El poder del ahora
El poder del ahora La identificación con la mente provoca una ilusión de separación, no solo con los demás, sino también con el propio Ser. La conciencia queda atrapada en un ciclo de pensamientos repetitivos que perpetúan el sufrimiento. Este falso yo se alimenta de emociones negativas y patrones mentales condicionados que se refuerzan mutuamente. La mente, en su estado no observado, interpreta el presente a través del filtro del pasado, deformando la percepción de la realidad.
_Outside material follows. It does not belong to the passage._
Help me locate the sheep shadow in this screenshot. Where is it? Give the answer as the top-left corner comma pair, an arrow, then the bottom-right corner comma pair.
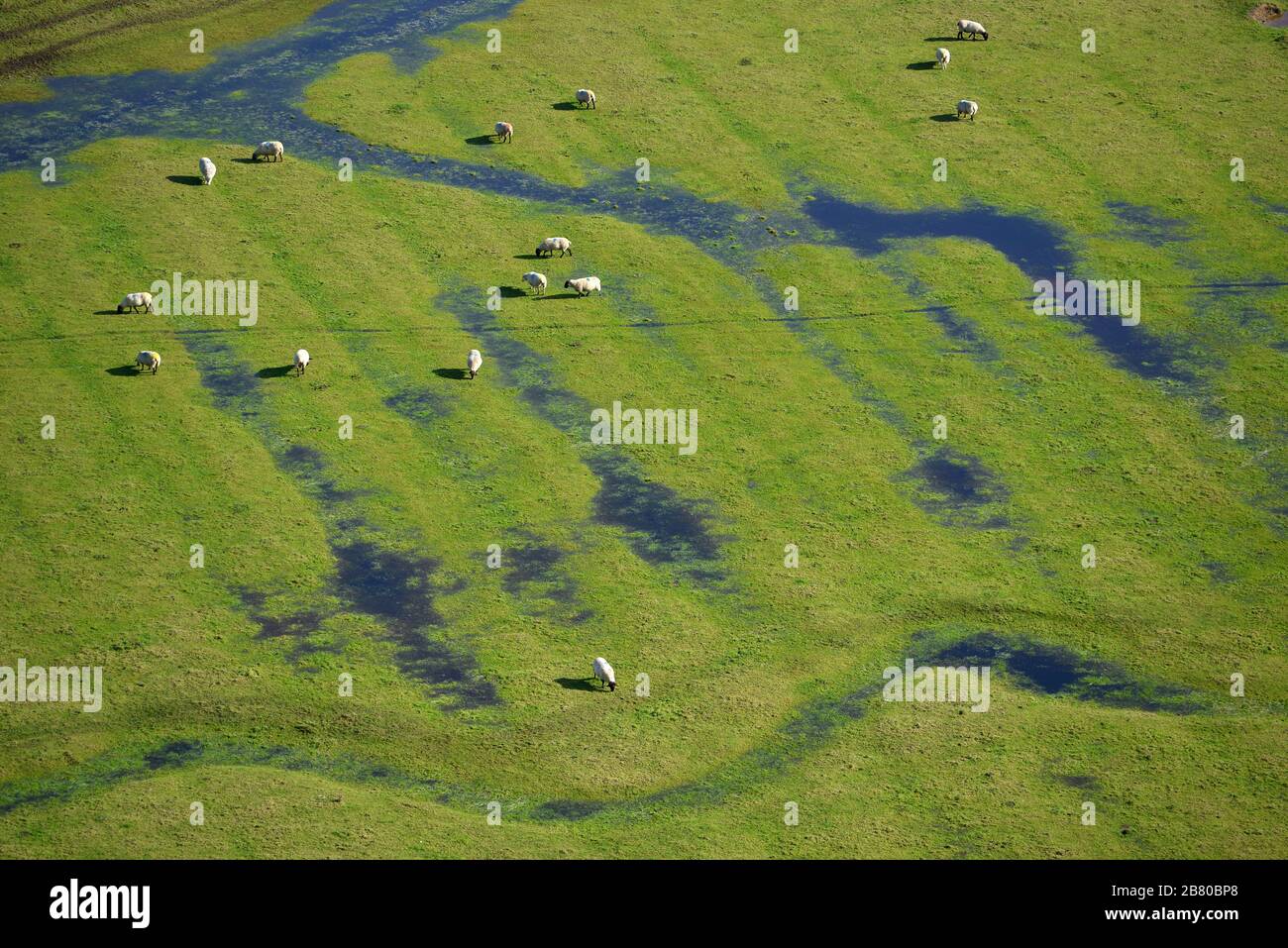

Una de las principales manifestaciones de esta identificación es el diálogo interno incesante, una voz que juzga, teme, anticipa y se aferra al tiempo psicológico. Este proceso genera estrés, ansiedad y un profundo sentimiento de insuficiencia, porque la mente siempre busca algo fuera de sí misma para completarse. La persona pierde contacto con la quietud interior y se convierte en prisionera de su propia actividad mental.
Observar la mente es el primer paso hacia la liberación. Cuando se desarrolla la capacidad de ser testigo del flujo de pensamientos sin identificarse con ellos, emerge una nueva dimensión de conciencia. La mente ya no es el centro de la identidad, y con ello, se abre el espacio para la paz y la claridad interior. Este acto de observar interrumpe el flujo compulsivo de pensamientos y permite que el ser humano experimente brechas de no-mente, donde la presencia auténtica se manifiesta.